Geralmente o preço do exame varia entre R$ 15,00 a 30,00 reais, depende da região do laboratório.
Uma informação importante que o paciente ou responsáveis por ele, devem passar ao atendente, é se o mesmo foi submetido a transfusão, caso tenha recebido sangue deverá aguardar pelo menos 120 dias para fazer a dosagem. Caso o paciente estiver fazendo uso do medicamento aspirina ou algum dos derivados da Vitamina K deve também avisar o laboratório.
Quando o exame é pedido?
Este tipo de exame, pode ser pedido em recém-nascidos que apresentam icterícia persistente que não pode ser explicada por outra causa e também quando a deficiência e identificada no Teste do Pezinho.

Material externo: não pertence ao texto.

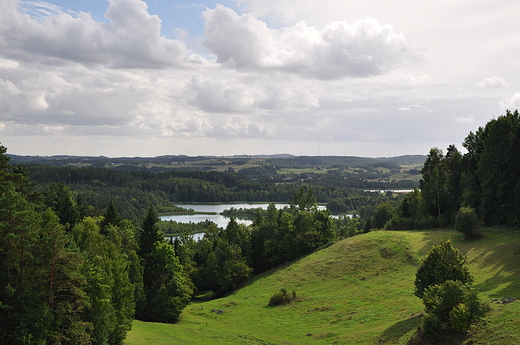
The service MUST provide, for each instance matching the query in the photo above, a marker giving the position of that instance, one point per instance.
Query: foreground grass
(358, 291)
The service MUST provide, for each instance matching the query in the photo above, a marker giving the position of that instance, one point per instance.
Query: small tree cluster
(444, 285)
(467, 222)
(282, 297)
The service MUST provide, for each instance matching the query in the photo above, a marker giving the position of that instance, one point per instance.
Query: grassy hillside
(358, 291)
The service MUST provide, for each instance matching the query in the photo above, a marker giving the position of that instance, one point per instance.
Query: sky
(373, 78)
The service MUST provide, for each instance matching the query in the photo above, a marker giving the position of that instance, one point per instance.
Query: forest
(82, 253)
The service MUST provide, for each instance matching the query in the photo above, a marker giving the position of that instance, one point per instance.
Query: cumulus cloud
(464, 120)
(217, 96)
(130, 39)
(236, 96)
(362, 49)
(510, 103)
(493, 83)
(411, 107)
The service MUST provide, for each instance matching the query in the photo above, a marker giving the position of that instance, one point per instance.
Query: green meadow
(357, 291)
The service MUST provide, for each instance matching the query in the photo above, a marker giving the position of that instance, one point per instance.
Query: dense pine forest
(82, 253)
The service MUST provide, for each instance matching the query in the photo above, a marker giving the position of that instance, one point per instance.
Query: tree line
(481, 184)
(67, 277)
(133, 191)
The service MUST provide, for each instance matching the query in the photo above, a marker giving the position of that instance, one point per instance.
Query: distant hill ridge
(275, 159)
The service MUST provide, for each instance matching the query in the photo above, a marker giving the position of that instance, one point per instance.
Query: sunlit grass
(358, 291)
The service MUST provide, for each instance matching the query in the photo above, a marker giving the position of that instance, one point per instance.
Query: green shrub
(467, 222)
(282, 298)
(451, 307)
(444, 262)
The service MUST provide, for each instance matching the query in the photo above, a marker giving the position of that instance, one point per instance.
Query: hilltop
(357, 291)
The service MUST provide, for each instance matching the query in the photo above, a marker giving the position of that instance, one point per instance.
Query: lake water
(218, 219)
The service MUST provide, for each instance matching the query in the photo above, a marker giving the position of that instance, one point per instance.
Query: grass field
(358, 291)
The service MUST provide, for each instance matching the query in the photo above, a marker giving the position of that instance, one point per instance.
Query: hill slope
(358, 291)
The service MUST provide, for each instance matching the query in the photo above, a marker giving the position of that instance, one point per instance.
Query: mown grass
(358, 291)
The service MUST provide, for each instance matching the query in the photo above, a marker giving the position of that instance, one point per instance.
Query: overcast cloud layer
(309, 77)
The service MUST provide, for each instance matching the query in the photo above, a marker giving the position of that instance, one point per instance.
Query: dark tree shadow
(399, 329)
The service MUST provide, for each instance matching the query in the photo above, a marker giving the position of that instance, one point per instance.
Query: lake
(218, 219)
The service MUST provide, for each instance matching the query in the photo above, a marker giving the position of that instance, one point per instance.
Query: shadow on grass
(399, 329)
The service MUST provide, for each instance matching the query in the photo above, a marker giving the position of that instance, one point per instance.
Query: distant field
(358, 291)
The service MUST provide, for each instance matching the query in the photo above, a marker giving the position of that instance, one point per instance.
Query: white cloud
(411, 107)
(131, 39)
(493, 83)
(217, 95)
(511, 103)
(362, 49)
(9, 64)
(464, 120)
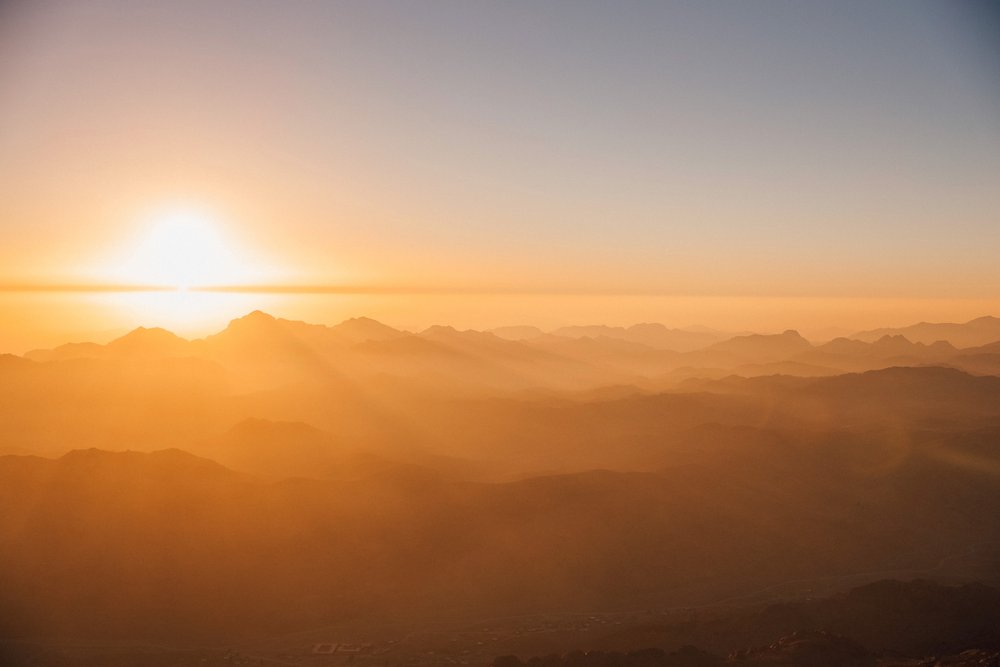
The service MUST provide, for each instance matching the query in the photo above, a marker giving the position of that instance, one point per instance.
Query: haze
(509, 334)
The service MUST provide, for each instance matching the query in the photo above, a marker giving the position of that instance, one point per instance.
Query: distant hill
(979, 331)
(760, 348)
(653, 335)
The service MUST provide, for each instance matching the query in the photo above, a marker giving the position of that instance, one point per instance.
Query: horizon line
(110, 288)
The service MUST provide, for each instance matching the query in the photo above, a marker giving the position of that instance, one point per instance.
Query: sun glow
(186, 249)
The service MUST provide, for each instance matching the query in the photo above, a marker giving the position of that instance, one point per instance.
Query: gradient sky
(763, 149)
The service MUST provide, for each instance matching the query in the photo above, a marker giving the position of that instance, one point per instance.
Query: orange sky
(806, 168)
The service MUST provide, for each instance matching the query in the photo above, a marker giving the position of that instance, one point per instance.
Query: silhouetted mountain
(361, 329)
(760, 348)
(979, 331)
(516, 332)
(653, 335)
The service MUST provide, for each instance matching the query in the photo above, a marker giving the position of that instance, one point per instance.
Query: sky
(728, 151)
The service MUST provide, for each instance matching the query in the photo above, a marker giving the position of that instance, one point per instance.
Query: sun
(185, 249)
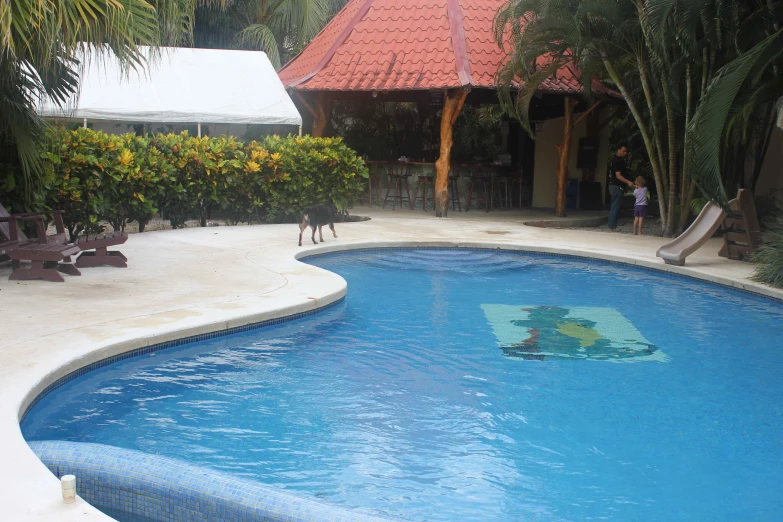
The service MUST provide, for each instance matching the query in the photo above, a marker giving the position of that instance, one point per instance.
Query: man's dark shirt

A dosagem de G6PD é feita principalmente em pacientes com sintomas de anemia (como fadiga, palidez e taquicardia) e/ou icterícia. Os exames laboratoriais mostram aumento da bilirrubina hemoglobina na urina (hemoglobinúria), diminuição da contagem de hemácias, aumento da contagem de reticulócitos e, algumas vezes, a presença de corpúsculos de Heinz nas hemácias.
O exame também pode ser feito quando foram excluídas outras causas de anemia e icterícia, mas deve ser realizado após terminar um episódio agudo de hemólise. Não deve ser pedido durante o episódio ou enquanto o paciente está em recuperação, porque apenas as hemácias mais velhas (que têm menos G6PD) são destruídas, deixando as mais novas, que têm atividade próxima do normal.  O exame deve ser repetido mais tarde se for realizado durante o período agudo.
Exames genéticos, são feitos às vezes, em uma família para identificar a mutação em mulheres portadoras, como a mãe, uma irmã ou uma filha de um homem afetado.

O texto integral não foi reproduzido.